This article first appeared in the St. Louis Beacon, Sept. 27, 2012 - If the new Mississippi River bridge were to open today, drivers would see a Missouri side defined by the long concrete face of flood wall and the hulking, rusted remains of old factories. But if a few St. Louisans have their way, a mural stretching across all 750 feet of the Cotton Belt Freight Depot facade will serve as a more vibrant welcome sign when the bridge actually opens in 2014.

The traffic from the bridge will transform what is an almost invisible piece of the landscape north of the Arch into a front door of St. Louis. The Freight Depot, adjacent to the Riverfront Trail entrance and former St. Louis tent cities, is the most prominent structure in the near-north riverfront area, listed on the National Register of Historic Places.
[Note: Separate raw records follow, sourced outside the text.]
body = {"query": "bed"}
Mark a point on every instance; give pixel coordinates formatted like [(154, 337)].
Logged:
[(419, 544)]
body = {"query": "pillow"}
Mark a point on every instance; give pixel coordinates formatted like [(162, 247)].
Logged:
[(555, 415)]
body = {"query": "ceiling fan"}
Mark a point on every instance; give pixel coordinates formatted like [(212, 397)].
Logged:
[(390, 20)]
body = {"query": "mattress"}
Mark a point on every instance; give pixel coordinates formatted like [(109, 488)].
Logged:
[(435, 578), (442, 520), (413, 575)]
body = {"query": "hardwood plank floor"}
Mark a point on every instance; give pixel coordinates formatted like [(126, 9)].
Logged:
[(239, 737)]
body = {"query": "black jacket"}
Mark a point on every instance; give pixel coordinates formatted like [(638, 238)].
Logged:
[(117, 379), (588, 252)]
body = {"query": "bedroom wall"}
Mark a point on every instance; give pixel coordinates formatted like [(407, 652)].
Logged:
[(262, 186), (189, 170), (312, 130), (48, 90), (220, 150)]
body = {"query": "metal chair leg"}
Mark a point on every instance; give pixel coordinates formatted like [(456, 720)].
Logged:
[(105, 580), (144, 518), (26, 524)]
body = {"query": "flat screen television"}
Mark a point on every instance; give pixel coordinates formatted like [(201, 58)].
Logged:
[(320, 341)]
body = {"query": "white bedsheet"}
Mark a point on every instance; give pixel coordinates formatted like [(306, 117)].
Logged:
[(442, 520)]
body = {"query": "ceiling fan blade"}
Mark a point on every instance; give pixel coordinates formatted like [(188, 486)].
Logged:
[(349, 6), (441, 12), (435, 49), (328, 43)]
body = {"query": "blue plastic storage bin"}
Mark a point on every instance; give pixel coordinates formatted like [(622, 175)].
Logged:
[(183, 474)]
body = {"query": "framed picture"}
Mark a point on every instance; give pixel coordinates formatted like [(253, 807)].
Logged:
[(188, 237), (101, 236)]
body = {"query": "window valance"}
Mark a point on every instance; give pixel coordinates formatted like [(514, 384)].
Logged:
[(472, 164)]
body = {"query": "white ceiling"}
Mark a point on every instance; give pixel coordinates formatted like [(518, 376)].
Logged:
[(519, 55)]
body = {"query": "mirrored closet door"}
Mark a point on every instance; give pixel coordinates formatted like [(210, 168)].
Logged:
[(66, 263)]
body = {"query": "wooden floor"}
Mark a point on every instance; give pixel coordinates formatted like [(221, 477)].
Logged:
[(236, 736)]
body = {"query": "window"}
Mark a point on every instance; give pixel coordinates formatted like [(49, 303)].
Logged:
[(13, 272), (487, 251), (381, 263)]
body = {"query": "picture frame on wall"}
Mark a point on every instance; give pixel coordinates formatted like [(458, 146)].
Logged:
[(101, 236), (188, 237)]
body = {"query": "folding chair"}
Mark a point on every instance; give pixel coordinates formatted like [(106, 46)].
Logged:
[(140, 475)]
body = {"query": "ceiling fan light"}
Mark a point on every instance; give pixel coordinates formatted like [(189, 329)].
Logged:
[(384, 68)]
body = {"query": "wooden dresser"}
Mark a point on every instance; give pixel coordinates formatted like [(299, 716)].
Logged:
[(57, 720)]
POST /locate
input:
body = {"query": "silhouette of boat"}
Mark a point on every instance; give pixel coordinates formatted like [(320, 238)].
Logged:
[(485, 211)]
"It's a beautiful, private spot. You can go right down to the water and really feel why the city was built here," says one of the building's owners, Mark Schulte.

Helping him launch the painting project, which is still very much in its preliminary stages, is Tom Nagel, a recent Mizzou graduate working at the Lessie Bates Davis Neighborhood House in East St. Louis. Nagel is new to these sorts of projects, but he's been working to generate a strong supporting cast via social media and by giving tours to local creatives.

Since he was a kid, he's watched the pyrotechnics of St. Louis' 4th of July at the Rail Depot, glimpsing the fireworks through the cracks between buildings. Nagel says activity in the near-north riverfront isn't a rediscovery: it's giving an area of the city the love it deserves.

"We're trying to take people places where they don’t usually go. The city is the city; it’s not two halves."

The timing may be right. As Nagel, Schulte and his business partner Tim Tucker continue to kick around ideas, farther north at the Trestle Great Rivers Greenway is sending its own message about future development by painting the elevated railway facing I-70 an eye-catching splash of green in an industrial area somewhat devoid of color.

Indeed, Schulte sees himself as part of a community that has a chance to help remake the riverfront. Many of the properties in the area are in friendly, responsible hands, he says.

"Emerging collaboration or efforts for the most part seem to be working in harmony, if not always in coordination."

With the potential brought about by the bridge and other projects like FarmWorks, Schulte believes in the possibility of a mixed-use riverside district from water to highway.

Built in 1911, his building is still in good structural shape; it's set to again be the site of the grassroots Artica arts festival (Oct. 13 and 14). The Rail Depot served from 1913 to 1959 as a fixture on the Cotton Belt train line, linking Arkansas and Texas when the country was still ruled by rail. One of the ideas floated for the mural, above the building's snarling copper lions, is a huge pink cloud of cotton, a juxtaposition illustrating an area in transition, at once mindful of its past and provocative about its future.

Though the building is vacant now and pock-marked with colored scrawls of graffiti, the mural's proponents see that gritty chromatic artistry as a harbinger of things to come.